Was macht ein Vermietungsmanager?
Ein Vermietungsmanager bringt leerstehende Flächen und Mietinteressenten zusammen. Der Alltag beginnt meist am Schreibtisch: freie Einheiten erfassen, Mietpreise anhand von Mietspiegel und Vergleichsobjekten festlegen, Exposés und Grundrisse erstellen, Anzeigen auf Immobilienportalen einstellen und pflegen. Dann folgen die Anfragen, oft in großer Zahl, die vorsortiert und beantwortet werden müssen.
Der zweite Teil der Arbeit findet vor Ort statt. Besichtigungen werden koordiniert, einzeln oder in Gruppen, häufig auch nachmittags und am frühen Abend, weil Interessenten dann Zeit haben. Danach wird geprüft: Selbstauskunft, Einkommensnachweise, SCHUFA-Auskunft, bei Gewerbeflächen Bonitätsprüfung und Handelsregisterauszug. Der Vermietungsmanager wählt aus, holt die Freigabe des Eigentümers ein, erstellt den Mietvertrag, übergibt die Wohnung und protokolliert den Zustand.
Dazu kommt Berichtsarbeit. Vermietungsquoten, Leerstandsdauer, erzielte Mieten und Vermarktungskosten werden dokumentiert und an Eigentümer, Asset Management oder Geschäftsführung gemeldet. Bei Neubauprojekten beginnt die Vermietung oft lange vor Fertigstellung, dann geht es um Erstvermietungskonzepte, Musterwohnungen und Abstimmung mit der Bauleitung.
Wie wird man Vermietungsmanager?
Der häufigste Weg führt über die Ausbildung zum Immobilienkaufmann, die drei Jahre dauert und dual in Wohnungsunternehmen oder Verwaltungen absolviert wird. Ebenso verbreitet ist ein Studium der Immobilienwirtschaft oder Betriebswirtschaft mit Schwerpunkt Immobilien. Auch Kaufleute für Büromanagement, Bankkaufleute oder Einzelhandelskaufleute wechseln in das Feld, meist über eine Weiterbildung zum Immobilienfachwirt oder zum geprüften Immobilienmakler bei der Industrie- und Handelskammer.
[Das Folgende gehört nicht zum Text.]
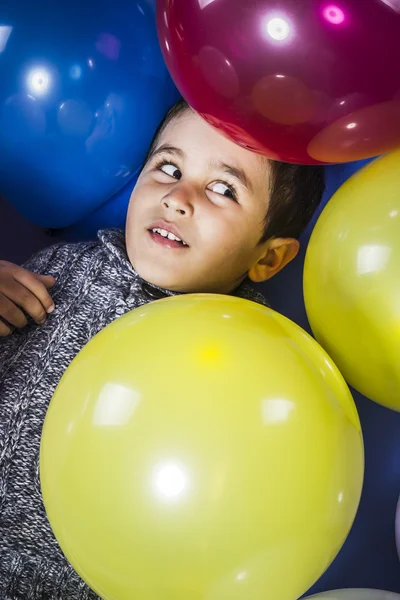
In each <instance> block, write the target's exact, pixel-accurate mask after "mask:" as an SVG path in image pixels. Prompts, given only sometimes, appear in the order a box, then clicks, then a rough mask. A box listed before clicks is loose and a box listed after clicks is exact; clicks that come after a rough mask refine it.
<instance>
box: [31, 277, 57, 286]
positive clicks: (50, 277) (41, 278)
mask: <svg viewBox="0 0 400 600" xmlns="http://www.w3.org/2000/svg"><path fill="white" fill-rule="evenodd" d="M36 277H37V278H38V279H40V281H41V282H42V283H43V284H44V285H45V286H46V287H47V289H49V288H52V287H53V285H54V284H55V282H56V280H55V279H54V277H53V276H52V275H36Z"/></svg>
Quereinstieg ist möglich und kommt häufig vor, besonders aus Vertrieb und Kundenservice. Wer Verkaufserfahrung und ein sicheres Auftreten mitbringt, wird eingearbeitet. Ohne Grundkenntnisse im Mietrecht bleibt man allerdings schnell hängen, deshalb gehört ein Lehrgang zum Wohnraummietrecht praktisch dazu. Ein Führerschein ist bei Objekten außerhalb der Innenstadt Voraussetzung.
Was der Beruf verlangt
Die Arbeit ist termingetrieben. Besichtigungen liegen dort, wo Interessenten können, also am Rand des Arbeitstags und teils samstags. Wer viele Objekte betreut, verbringt Stunden im Auto oder öffentlichen Verkehr. Vermietungserfolge werden gemessen, häufig mit Zielvorgaben zu Leerstandsquote und Vermietungsgeschwindigkeit, was Druck erzeugt.
Schwer fällt vielen der Umgang mit Absagen. Bei angespannten Wohnungsmärkten kommen auf eine Wohnung dutzende Bewerber, und der Vermietungsmanager muss den meisten absagen, teils in emotionalen Gesprächen. Umgekehrt gibt es Objekte in schwachen Lagen, die sich monatelang nicht vermieten lassen, obwohl alles versucht wurde. Sorgfalt ist wichtig, weil Fehler im Mietvertrag oder im Übergabeprotokoll später teuer werden.
Aussichten
Vermietungsleistung wird stetig gebraucht, unabhängig von der Marktlage: In engen Märkten geht es um Auswahl und schnelle Nachvermietung, in schwachen um aktive Vermarktung. Genossenschaften, kommunale Wohnungsunternehmen und institutionelle Bestandshalter suchen regelmäßig Personal. Entwicklungswege führen zur Teamleitung Vermietung, in das Asset oder Property Management, in die Bestandsentwicklung oder zur Selbstständigkeit als Makler. Wer Gewerbeimmobilien und Vertragsverhandlung beherrscht, hat die besseren Karten, weil dort die größeren Volumen und die anspruchsvolleren Verträge liegen.